Chapter Five considers the role of road as social space for encounter and interaction among the people. Harms discriminates between the role of roads in the city and in the countryside. The city sees a proliferation of front-facing property, while on the outskirts front-facing property creates an approximation of the city’s development—as Harms put it, “a pseudo-urban corridor of services, modern shops, and homes” (p. 164). However, the backside remains countryside. It is around roads that communal life often forms. That translates not only into social interactions in numerous cafes located along the roads but also into the public performance of rituals. The road also represents a transformation of the outskirts as it changes the connection between the inner and the outer city, and the way of life in the latter.

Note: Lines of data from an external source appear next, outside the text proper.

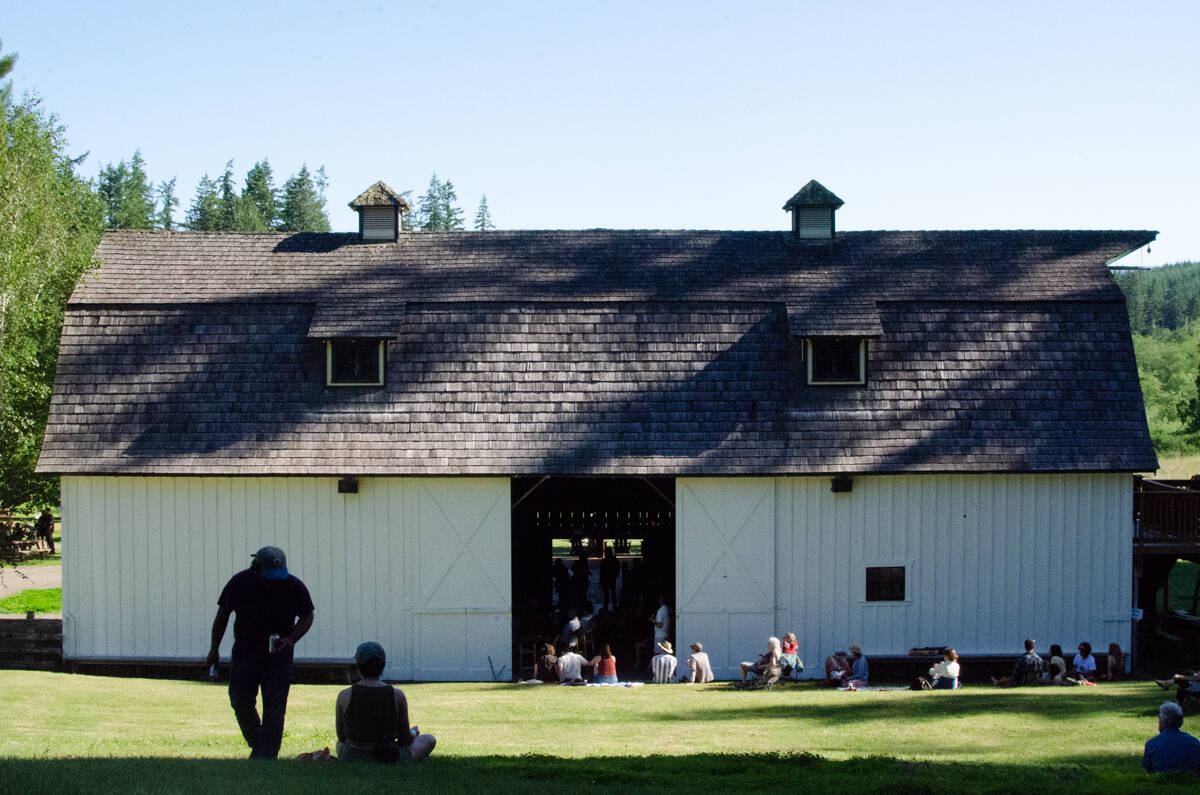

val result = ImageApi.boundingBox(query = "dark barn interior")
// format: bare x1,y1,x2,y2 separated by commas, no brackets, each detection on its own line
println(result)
511,477,675,679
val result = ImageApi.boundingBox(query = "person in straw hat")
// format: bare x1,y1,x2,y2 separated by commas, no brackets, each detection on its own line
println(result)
651,640,677,683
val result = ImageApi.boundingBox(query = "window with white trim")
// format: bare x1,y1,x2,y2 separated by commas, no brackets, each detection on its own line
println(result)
865,566,905,602
806,337,866,385
326,339,384,386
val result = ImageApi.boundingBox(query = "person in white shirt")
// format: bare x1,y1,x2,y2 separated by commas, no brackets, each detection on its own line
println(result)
556,647,588,683
634,594,671,669
1071,642,1097,682
926,648,960,690
651,641,677,684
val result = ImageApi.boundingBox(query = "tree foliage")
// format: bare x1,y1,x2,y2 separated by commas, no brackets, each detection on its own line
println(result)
0,46,104,510
474,194,494,231
413,173,465,232
185,173,220,231
1114,262,1200,336
279,164,330,233
156,177,177,230
97,150,155,229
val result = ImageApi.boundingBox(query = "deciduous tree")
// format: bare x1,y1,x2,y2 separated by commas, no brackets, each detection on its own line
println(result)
0,44,104,510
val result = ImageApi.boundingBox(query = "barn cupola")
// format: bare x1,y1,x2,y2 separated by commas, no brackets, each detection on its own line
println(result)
783,180,844,241
349,181,411,242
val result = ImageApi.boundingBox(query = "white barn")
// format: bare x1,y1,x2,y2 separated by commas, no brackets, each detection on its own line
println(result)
38,181,1156,680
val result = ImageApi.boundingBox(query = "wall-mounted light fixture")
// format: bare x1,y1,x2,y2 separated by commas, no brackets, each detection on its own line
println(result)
338,476,359,494
830,475,853,493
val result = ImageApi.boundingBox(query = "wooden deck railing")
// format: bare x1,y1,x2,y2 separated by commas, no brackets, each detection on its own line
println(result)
1134,477,1200,542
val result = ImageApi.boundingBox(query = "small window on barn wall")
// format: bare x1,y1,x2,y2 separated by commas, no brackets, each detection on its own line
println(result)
326,339,384,386
806,337,866,385
865,566,905,602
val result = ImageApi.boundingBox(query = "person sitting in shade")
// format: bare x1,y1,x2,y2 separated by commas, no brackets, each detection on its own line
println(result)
846,644,868,689
1044,644,1067,685
533,643,557,682
779,632,804,680
1069,642,1097,682
1106,643,1125,681
651,640,678,684
1156,668,1200,704
1143,701,1200,774
992,639,1044,687
685,642,715,684
336,642,436,763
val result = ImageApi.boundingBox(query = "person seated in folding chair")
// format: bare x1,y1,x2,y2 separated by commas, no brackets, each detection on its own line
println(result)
738,637,782,689
1157,668,1200,709
920,648,961,690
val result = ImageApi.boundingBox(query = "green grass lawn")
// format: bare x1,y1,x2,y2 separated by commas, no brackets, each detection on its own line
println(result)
1158,560,1200,615
0,673,1195,793
0,587,61,614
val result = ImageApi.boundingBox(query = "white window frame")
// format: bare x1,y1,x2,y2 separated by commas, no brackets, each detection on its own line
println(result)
326,339,385,387
806,338,866,385
859,559,915,606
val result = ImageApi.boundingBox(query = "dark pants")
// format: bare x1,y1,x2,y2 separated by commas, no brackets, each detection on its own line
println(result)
228,650,293,759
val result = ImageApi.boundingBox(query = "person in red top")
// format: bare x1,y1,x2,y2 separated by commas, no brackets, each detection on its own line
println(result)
590,644,619,684
780,632,804,680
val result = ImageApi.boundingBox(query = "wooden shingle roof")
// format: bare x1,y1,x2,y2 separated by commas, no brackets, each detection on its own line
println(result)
37,227,1157,476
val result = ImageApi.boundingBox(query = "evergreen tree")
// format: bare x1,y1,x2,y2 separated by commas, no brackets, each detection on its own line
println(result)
242,159,278,230
474,194,494,231
1,49,105,510
279,164,330,232
97,150,155,229
185,173,220,231
414,173,446,231
156,177,177,230
399,189,415,232
438,178,465,231
217,160,238,232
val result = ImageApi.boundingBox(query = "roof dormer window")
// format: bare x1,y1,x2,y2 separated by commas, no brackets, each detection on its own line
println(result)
806,337,866,385
327,339,385,386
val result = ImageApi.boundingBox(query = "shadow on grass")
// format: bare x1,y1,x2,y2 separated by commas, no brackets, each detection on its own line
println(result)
640,685,1162,725
1,752,1195,794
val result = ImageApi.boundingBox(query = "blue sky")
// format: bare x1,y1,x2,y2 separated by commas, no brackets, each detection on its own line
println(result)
5,1,1196,266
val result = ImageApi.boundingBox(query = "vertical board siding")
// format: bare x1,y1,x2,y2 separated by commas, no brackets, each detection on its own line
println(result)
61,476,511,680
780,473,1132,676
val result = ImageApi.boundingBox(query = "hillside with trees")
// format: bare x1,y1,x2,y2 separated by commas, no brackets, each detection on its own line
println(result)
1114,262,1200,456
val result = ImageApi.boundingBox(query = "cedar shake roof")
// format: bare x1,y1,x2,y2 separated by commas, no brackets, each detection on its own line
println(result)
348,181,410,210
783,180,845,210
37,227,1158,476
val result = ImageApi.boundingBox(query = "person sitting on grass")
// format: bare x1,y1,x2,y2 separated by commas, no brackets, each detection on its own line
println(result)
738,637,782,686
846,644,868,689
590,644,619,684
779,632,803,680
923,648,960,690
992,639,1043,687
556,644,589,684
651,641,678,684
1143,701,1200,774
1106,643,1125,681
685,642,715,683
1044,644,1067,685
1069,642,1097,682
824,650,852,686
533,643,557,682
336,642,436,763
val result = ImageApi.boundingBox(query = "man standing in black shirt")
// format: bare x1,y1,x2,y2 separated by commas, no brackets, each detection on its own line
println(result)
206,546,314,759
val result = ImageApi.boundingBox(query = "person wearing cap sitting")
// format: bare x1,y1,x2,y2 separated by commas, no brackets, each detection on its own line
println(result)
206,545,315,759
846,644,869,689
651,640,678,683
336,642,436,763
685,642,715,683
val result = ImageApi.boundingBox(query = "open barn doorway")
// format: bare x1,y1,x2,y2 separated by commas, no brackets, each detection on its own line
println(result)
511,477,675,680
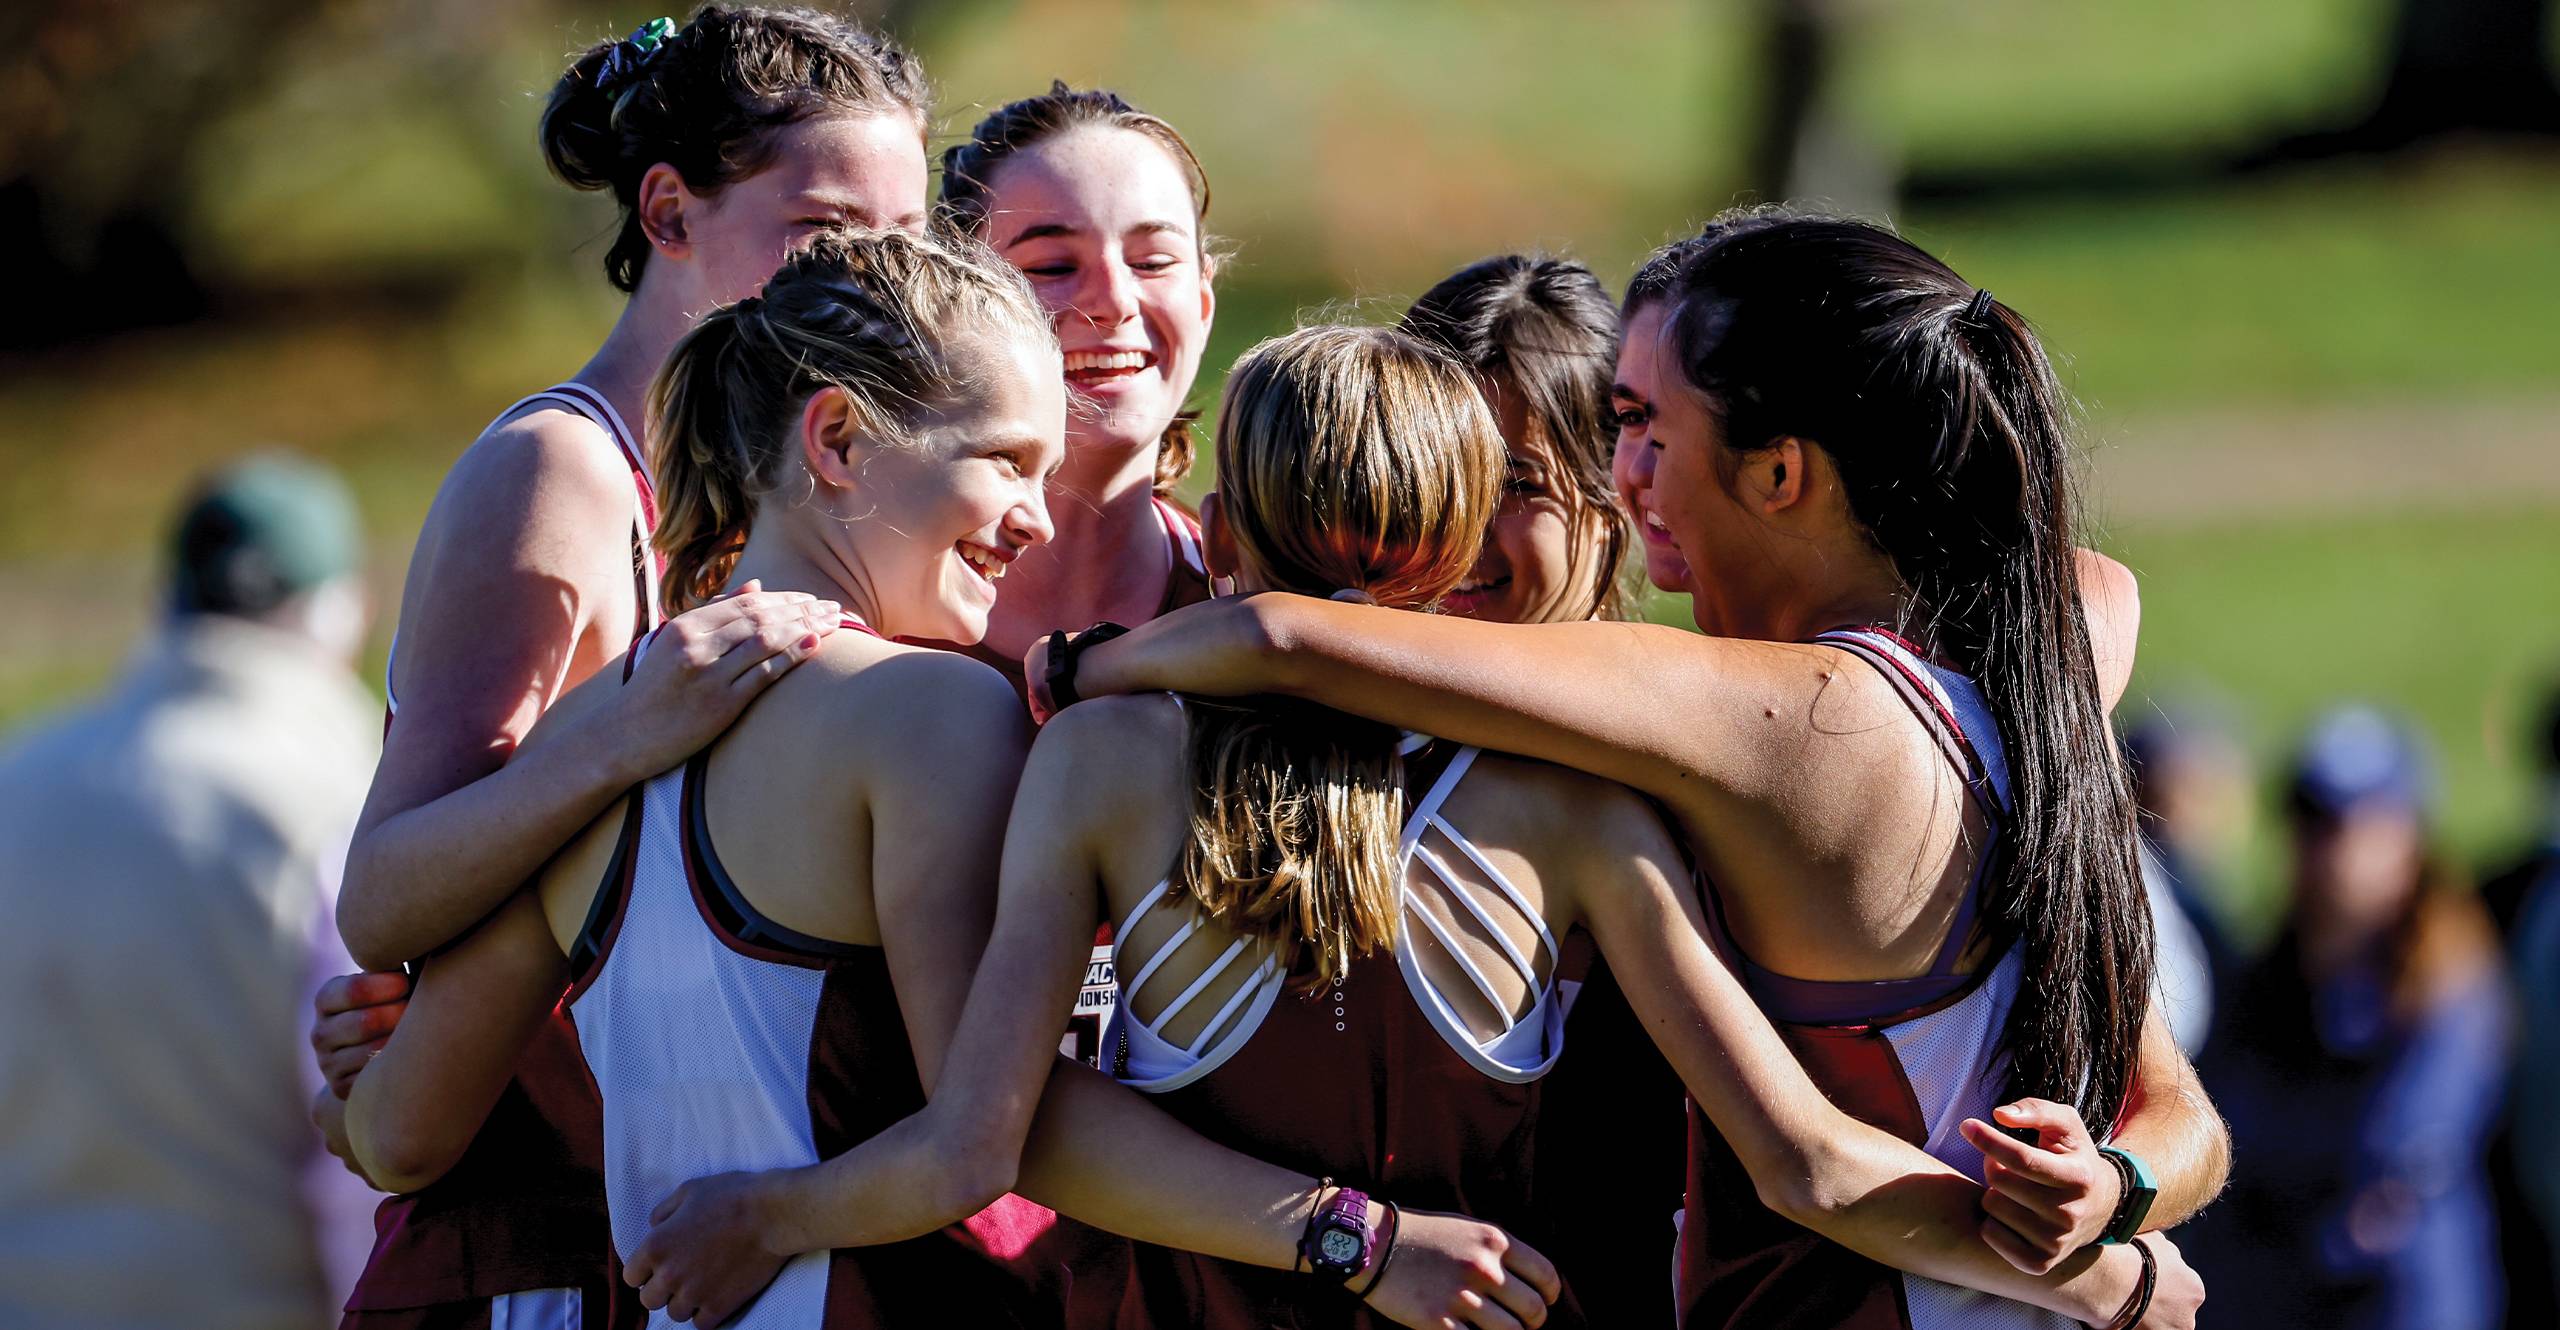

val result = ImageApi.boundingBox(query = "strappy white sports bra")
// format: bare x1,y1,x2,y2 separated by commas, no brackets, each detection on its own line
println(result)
1108,725,1568,1093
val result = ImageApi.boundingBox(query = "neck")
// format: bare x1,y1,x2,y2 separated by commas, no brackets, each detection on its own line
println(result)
980,444,1171,657
1704,554,1905,646
727,516,887,636
571,274,702,438
1055,421,1164,506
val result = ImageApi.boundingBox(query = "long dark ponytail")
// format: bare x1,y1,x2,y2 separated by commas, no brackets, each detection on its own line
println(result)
1664,207,2152,1129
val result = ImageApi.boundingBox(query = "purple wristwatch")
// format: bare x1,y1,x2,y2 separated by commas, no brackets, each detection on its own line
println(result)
1303,1186,1377,1281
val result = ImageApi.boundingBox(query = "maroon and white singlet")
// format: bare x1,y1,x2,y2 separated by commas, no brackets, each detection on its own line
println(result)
1104,734,1579,1329
562,617,1061,1328
348,384,658,1330
1677,627,2062,1330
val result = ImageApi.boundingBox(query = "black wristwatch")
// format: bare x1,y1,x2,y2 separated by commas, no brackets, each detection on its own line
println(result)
1042,621,1131,714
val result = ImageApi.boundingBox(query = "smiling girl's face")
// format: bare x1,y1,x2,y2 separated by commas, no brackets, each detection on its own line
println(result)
820,332,1067,643
1440,374,1610,625
976,126,1215,467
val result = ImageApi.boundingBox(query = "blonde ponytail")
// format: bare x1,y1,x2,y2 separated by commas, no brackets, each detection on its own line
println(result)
1175,326,1503,986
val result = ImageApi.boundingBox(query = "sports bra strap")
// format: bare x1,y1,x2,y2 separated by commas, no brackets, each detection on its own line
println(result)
1411,839,1544,988
1810,627,2005,979
1114,726,1564,1089
1401,745,1480,847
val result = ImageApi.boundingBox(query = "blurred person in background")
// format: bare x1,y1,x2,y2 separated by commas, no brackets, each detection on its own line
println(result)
2487,680,2560,1325
2479,684,2560,934
0,456,382,1329
2125,705,2252,1052
2196,705,2511,1330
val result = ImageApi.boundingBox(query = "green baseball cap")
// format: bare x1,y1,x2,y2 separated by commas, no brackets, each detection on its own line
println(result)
170,454,362,616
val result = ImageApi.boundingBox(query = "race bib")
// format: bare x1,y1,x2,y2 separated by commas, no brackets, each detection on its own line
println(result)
1060,925,1118,1069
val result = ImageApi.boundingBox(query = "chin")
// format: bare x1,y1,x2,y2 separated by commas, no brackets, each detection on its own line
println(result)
1642,553,1690,593
934,606,992,647
1070,404,1172,455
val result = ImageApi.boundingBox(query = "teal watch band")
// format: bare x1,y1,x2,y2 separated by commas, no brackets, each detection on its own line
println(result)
2096,1145,2159,1245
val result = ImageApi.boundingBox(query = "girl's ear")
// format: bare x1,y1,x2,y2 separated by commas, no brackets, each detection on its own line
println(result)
1751,436,1812,515
1200,491,1240,580
635,162,696,262
800,386,869,493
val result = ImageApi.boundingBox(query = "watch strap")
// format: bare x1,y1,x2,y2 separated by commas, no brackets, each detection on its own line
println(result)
2096,1145,2159,1245
1043,621,1130,713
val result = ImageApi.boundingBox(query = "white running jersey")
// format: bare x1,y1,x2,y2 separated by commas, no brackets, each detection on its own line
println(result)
561,628,1051,1328
566,760,842,1324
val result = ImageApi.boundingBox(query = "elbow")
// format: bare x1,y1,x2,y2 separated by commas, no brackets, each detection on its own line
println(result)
359,1142,461,1197
1240,594,1315,695
348,1105,464,1196
335,857,407,973
2195,1107,2235,1211
1753,1143,1857,1231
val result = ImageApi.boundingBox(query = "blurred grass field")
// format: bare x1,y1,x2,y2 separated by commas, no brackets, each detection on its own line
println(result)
3,0,2553,928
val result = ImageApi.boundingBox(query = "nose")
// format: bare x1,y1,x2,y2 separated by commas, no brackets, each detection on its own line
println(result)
1619,430,1658,495
1070,256,1140,331
1009,481,1056,551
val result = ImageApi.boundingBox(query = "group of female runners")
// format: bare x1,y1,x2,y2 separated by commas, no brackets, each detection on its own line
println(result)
306,6,2231,1328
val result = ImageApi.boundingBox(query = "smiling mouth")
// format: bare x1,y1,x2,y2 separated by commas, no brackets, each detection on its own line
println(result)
1448,575,1512,596
957,542,1009,586
1640,509,1675,545
1063,349,1156,388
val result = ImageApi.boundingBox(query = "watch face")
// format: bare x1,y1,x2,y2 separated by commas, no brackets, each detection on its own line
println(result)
1319,1227,1363,1265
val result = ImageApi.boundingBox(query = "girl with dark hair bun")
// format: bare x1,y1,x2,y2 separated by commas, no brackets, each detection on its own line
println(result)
305,9,935,1326
1045,209,2236,1329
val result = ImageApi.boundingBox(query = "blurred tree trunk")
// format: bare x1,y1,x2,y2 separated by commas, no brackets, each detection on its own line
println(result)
2361,0,2560,141
0,2,329,347
1742,0,1894,217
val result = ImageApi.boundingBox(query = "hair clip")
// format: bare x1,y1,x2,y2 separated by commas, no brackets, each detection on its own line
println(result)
1964,287,1996,324
595,17,678,94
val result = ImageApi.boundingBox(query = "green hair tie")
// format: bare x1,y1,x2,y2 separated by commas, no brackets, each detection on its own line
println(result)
596,17,678,93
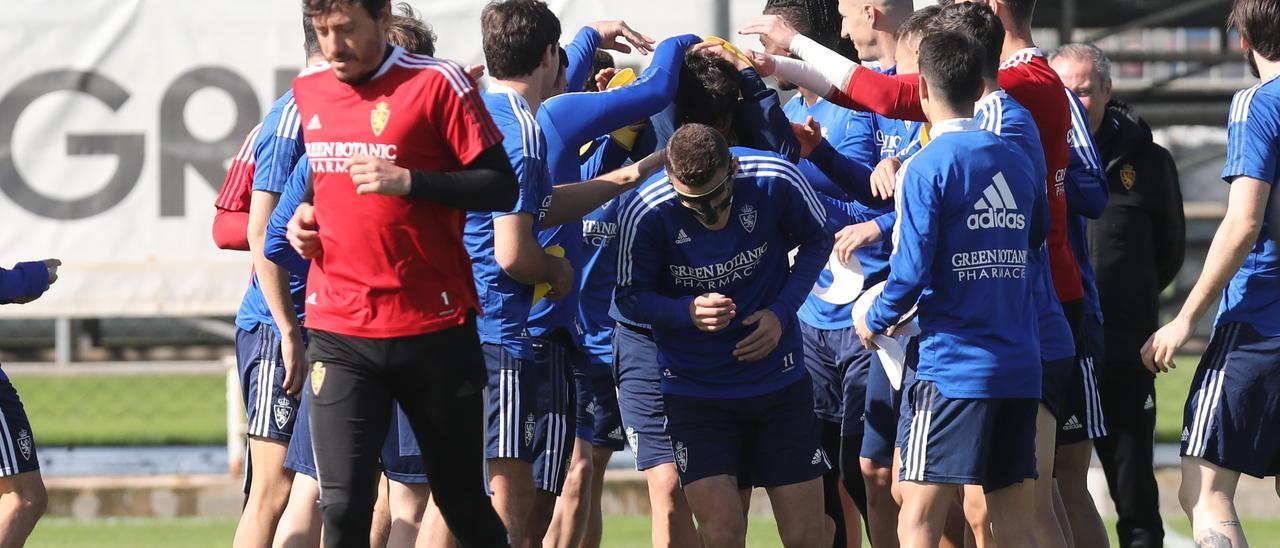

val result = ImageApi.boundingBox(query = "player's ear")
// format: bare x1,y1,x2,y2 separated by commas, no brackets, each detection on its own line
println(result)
542,43,558,69
918,73,931,104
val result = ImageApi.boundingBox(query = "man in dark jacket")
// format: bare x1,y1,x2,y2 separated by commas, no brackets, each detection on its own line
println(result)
1053,43,1186,548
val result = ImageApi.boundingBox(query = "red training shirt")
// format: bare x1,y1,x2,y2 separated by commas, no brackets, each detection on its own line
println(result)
293,46,503,338
830,47,1084,302
211,124,261,251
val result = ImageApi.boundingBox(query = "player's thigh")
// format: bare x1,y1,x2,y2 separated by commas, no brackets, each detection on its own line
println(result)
662,391,745,488
747,378,831,489
765,477,827,528
681,474,745,529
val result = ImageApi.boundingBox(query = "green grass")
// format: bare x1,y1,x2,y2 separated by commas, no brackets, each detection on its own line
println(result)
11,374,226,446
26,515,1280,547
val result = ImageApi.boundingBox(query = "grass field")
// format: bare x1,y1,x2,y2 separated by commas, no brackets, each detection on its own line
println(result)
4,354,1202,446
23,515,1280,547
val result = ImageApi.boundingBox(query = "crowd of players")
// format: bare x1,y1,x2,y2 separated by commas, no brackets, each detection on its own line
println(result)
0,0,1277,547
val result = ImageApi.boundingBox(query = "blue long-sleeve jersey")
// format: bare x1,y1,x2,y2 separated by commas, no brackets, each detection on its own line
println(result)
464,86,555,359
867,120,1042,399
0,262,50,304
264,157,312,281
1065,89,1109,323
236,90,307,333
528,34,700,346
615,149,834,399
564,27,602,94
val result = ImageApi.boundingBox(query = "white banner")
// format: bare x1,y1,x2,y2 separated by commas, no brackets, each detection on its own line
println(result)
0,0,757,318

Chapter Six details complexities of the very existence of a rural entity in a socialist society. Even though the revolution in Vietnam was carried out in the name of the peasantry, peasants were and still are considered as underdeveloped. According to Harms, Vietnamese urbanization texts suggest that Vietnamese history should move from a rural (underdeveloped) society to an urban (developed) one. In this chapter, Harms considers the attractions and ills of city life for the inhabitants of the outskirts. Following the history of Saigon/Ho Chi Minh City during different historical periods, the author shows the complexity of the mutual perceptions in the center and on the edges.
In his Conclusion, Harms stresses that Hóc Môn “embodies the uncomfortable position of sitting between” socialism and capitalism, between the center and margins (p. 237).
The book is very successful in creating a portrait of the Hóc Môn community and in tracing the changes connected to its proximity to Ho Chi Minh City. It is somewhat short on analysis of whether or not the Hóc Môn community exerted any significant influence on the city.
Another point that perhaps deserves a clearer explanation or deeper exploration and is somewhat interconnected with the above observation lies in the very title of the book Saigon’s Edge: On the Margins of Ho Chi Minh City. Given that the author mainly relates the situation in Hóc Môn during the modern period dwelling very little on the “Saigon period” and that the book is largely based on synchronic anthropological research rather than historical investigation, what role does the shift from “Saigon” to “Ho Chi Minh City” play in his analysis and in the title of the book?
Harms states that he has “attempted to use the tools of a native discourse in order to unravel that discourse and show what it reveals, what it masks, and also what it does” (p. 238). However, it is hard to imagine that those same people living on the fringes he described with palpable sympathy using the tools of a native discourse would be able to fully or even partially grasp this study created in a highly academic and urban theoretical register, both in concept and in vocabulary. Thus, Harms’ warm and, in my opinion, poetic study of Hóc Môn cannot be heard by the people of Hóc Môn or of any other outer-cities for that matter, but it will resound among specialists of Vietnam and cultural anthropology and sociology to whom it will be very useful.